Passionate and dedicated practitioners from a variety of fields shared their best practices and strategies over 24 training sessions. Topics included: asylum, Special Immigrant Juvenile Status, trafficking, social service collaboration, and policy.

Social Services Supervisor Natalie Segovia from KIND’s Atlanta office participated in the conference and shared its impact on her work.

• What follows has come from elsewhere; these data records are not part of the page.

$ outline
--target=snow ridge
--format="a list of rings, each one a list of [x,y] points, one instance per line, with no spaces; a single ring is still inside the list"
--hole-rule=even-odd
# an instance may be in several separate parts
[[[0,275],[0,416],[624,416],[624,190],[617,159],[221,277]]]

I was impacted by being surrounded by other professionals who understand the depth and importance of our work supporting unaccompanied children in the United States, and share a passion for the work, regardless of differences in roles, jurisdictions, or experience. Although the training only lasted a few days, being immersed in so much expertise, insight, and care left me inspired and challenged. All the sessions I attended felt relevant and important to the work and advocacy happening at KIND and across the country.

The work of KIND’s social services staff is grounded in a trauma-centered approach and multi-faceted, with four major components: direct client assistance; therapeutic programming; capacity building and technical assistance; and outreach and partnership.  During the training, three sessions especially resonated because they included topics pertaining to this work, including effective responses to self-harm, working with LGBTQIA+ individuals, and tips for engaging with tender-aged children and teenagers in challenging situations. The sessions inspired me to think about how our social services team could better present substantive information to our clients and more effectively facilitate discussion on important topics. This is particularly relevant to KIND’s work as we aim to provide therapeutic environments in which our clients are met by staff who offer safe and supportive spaces and services.

Throughout the training I reflected on how I could bring valuable information back to my colleagues at KIND, as well as inspiring and resourceful new approaches to our work. For example, during a session on working with LGBTQIA+ individuals, the presenter shared tools and resources, including the Identity Wheel and Gender Box, both of which can help our clients recognize and reflect on different identities and gender roles in society. I thought about how we could enhance our services by adding new resources such as these to our Therapeutic Toolkit and training.

Attending sessions led by experts, building connections, and enjoying the companionship of those who also care deeply about unaccompanied children instilled hope in me, as did the inclusion of individuals with lived experience as guest speakers. Javier Zamora, author of Solito: A Memoir especially impacted me. Zamora migrated to the United States from El Salvador on his own as a 9-year-old. Zamora shared raw honesty about his experience and emphasized the importance of mental health. As a daughter of Salvadoran immigrants and an advocate of mental health, I felt proud and encouraged.

Javier’s story is only one of so many, but for me such a personal reminder of why the work is important and who I do it for. After all, the work we do is for the betterment of those we serve. This training inspired me and will inspire my approach to the work both as I continue to provide direct client care, and in how I support the social services staff I supervise.